INFO 4120/6120 Ubiquitous Computing Group Project
Low-voice Whisper Recognition on Smartwatch
Overview
We designed and prototyped a smartwatch-based silent speech interface that recognizes whispered commands using ultrasonic active acoustic sensing. Unlike prior work on eyewear-based systems (e.g., EchoSpeech), our project reimagines silent speech recognition from the wrist — a ubiquitous and socially acceptable wearable form factor.

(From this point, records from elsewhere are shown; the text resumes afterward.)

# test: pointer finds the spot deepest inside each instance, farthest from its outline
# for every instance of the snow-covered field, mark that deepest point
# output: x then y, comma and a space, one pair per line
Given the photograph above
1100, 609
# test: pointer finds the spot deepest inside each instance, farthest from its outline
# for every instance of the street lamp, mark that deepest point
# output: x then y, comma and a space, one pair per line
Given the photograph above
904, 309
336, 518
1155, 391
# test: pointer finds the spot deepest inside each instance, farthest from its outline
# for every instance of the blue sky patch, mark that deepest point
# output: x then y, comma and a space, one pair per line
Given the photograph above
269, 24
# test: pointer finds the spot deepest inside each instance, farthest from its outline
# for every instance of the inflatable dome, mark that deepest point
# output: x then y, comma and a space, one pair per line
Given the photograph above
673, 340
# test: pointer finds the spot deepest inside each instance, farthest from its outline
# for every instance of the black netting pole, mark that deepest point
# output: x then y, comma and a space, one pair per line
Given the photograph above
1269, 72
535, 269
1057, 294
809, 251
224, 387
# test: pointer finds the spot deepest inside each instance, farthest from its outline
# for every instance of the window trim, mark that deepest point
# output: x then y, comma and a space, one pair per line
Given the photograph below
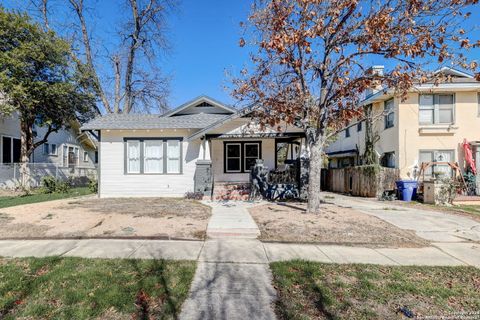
142, 158
359, 126
391, 111
11, 160
436, 109
242, 155
50, 153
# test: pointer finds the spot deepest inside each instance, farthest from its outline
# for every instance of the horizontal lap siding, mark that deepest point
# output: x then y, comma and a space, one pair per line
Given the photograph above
115, 183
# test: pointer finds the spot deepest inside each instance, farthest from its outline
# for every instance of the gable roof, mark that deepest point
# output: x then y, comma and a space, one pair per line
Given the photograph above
453, 72
198, 100
152, 121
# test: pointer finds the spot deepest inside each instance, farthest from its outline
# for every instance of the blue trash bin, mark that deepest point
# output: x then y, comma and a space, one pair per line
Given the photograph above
407, 189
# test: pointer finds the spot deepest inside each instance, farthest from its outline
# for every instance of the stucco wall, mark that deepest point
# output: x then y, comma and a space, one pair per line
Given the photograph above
415, 137
115, 183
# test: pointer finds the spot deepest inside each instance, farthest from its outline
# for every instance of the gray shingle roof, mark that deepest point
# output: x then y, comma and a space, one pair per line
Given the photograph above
152, 121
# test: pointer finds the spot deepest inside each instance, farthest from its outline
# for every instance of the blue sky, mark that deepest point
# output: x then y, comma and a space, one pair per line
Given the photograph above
204, 36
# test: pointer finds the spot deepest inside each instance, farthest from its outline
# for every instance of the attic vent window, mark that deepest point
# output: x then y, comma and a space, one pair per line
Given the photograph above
204, 104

Our prototype integrates ultrasonic speakers, microphones, and a Teensy 4.1 microcontroller in a custom 3D-printed watch enclosure. Using deep learning (ResNet-18 backbone), we classified echo profiles of lip movements corresponding to 29 everyday commands (digits, media control, wake words, authentication phrases).
Why It Matters
Privacy & Discretion: Enables communication without audible speech, useful in noise-sensitive or socially constrained settings.
Accessibility: Supports users with vocal impairments or fatigue.

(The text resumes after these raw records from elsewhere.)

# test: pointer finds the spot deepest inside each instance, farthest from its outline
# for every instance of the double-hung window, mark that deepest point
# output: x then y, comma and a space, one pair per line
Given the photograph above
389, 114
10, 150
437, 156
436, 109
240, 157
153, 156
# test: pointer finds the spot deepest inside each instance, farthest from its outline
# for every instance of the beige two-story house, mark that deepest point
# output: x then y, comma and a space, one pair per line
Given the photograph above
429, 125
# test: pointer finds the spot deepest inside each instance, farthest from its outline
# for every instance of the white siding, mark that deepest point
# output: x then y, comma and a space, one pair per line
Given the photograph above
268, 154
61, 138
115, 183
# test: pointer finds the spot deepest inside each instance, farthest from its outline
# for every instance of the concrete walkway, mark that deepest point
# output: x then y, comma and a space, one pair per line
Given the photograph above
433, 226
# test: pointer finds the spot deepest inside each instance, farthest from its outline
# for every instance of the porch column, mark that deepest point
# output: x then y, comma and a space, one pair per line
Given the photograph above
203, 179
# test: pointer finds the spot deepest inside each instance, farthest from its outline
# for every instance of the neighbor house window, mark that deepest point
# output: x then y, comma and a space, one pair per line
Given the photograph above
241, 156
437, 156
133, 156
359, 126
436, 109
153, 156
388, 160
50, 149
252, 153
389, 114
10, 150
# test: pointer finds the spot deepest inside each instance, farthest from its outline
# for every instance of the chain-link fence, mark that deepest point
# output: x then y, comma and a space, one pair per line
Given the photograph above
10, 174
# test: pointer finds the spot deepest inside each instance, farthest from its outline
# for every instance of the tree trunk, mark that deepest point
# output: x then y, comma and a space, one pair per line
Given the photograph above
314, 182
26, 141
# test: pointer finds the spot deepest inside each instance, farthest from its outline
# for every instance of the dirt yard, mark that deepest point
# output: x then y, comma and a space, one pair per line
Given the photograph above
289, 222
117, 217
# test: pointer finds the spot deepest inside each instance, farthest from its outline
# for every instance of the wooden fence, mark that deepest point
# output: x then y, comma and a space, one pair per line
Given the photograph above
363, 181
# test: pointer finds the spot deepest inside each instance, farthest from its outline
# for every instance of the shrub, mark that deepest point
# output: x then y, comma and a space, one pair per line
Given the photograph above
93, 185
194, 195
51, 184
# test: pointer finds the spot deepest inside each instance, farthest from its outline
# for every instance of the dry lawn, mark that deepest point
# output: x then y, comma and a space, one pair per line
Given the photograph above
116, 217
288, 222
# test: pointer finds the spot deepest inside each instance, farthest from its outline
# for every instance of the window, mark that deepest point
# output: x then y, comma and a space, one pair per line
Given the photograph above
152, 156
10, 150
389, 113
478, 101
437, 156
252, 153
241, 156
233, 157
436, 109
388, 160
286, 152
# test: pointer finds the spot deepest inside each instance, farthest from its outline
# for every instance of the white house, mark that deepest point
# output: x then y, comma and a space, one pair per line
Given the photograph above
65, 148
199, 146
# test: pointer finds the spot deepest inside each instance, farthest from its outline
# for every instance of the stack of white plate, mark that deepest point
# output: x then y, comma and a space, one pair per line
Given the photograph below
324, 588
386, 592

Ubiquity: Brings silent speech recognition to smartwatches, already part of daily life.
System Design & Methodology
Hardware Prototyping
Two ultrasonic speakers + two microphones in a wrist-mounted enclosure, logging echo signals to a microSD card.
Data & Methods
Command Set: 29 phrases, including digits, wake words (“Hey Siri,” “Alexa”), and authentication (“Verify me,” “Confirm identity”).
Participants: 4 native English speakers, 6,380 utterances collected.
Echo Profiles: Captured via frequency-modulated continuous waves, visualized to reveal consistent stripe patterns tied to lip motions.
Key Results
Model: ResNet-18 adapted for 4-channel echo input.
Performance:
One-channel input: 43% accuracy, F1 = 0.42
Four-channel input: 55% accuracy, F1 = 0.56
Best performing commands: “Hey Bixby,” “Verify Me,” “Open” (recall up to 72%).
Future Directions
Larger, more diverse participant studies in real-world conditions.
Improved form factor with flexible PCB arrays and better microphones.
Hybrid cloud-edge training pipelines for better models.
Exploring larger architectures (ResNet-50, Transformers).
Longitudinal field study for usability and social acceptability.
Limitations
Small participant pool (N=4, ages 22–24).
Confusion among acoustically similar words (e.g., “Zero” vs “Three”).
Hardware fragility and motion artifacts from wrist placement.
Evaluation only in quiet lab conditions.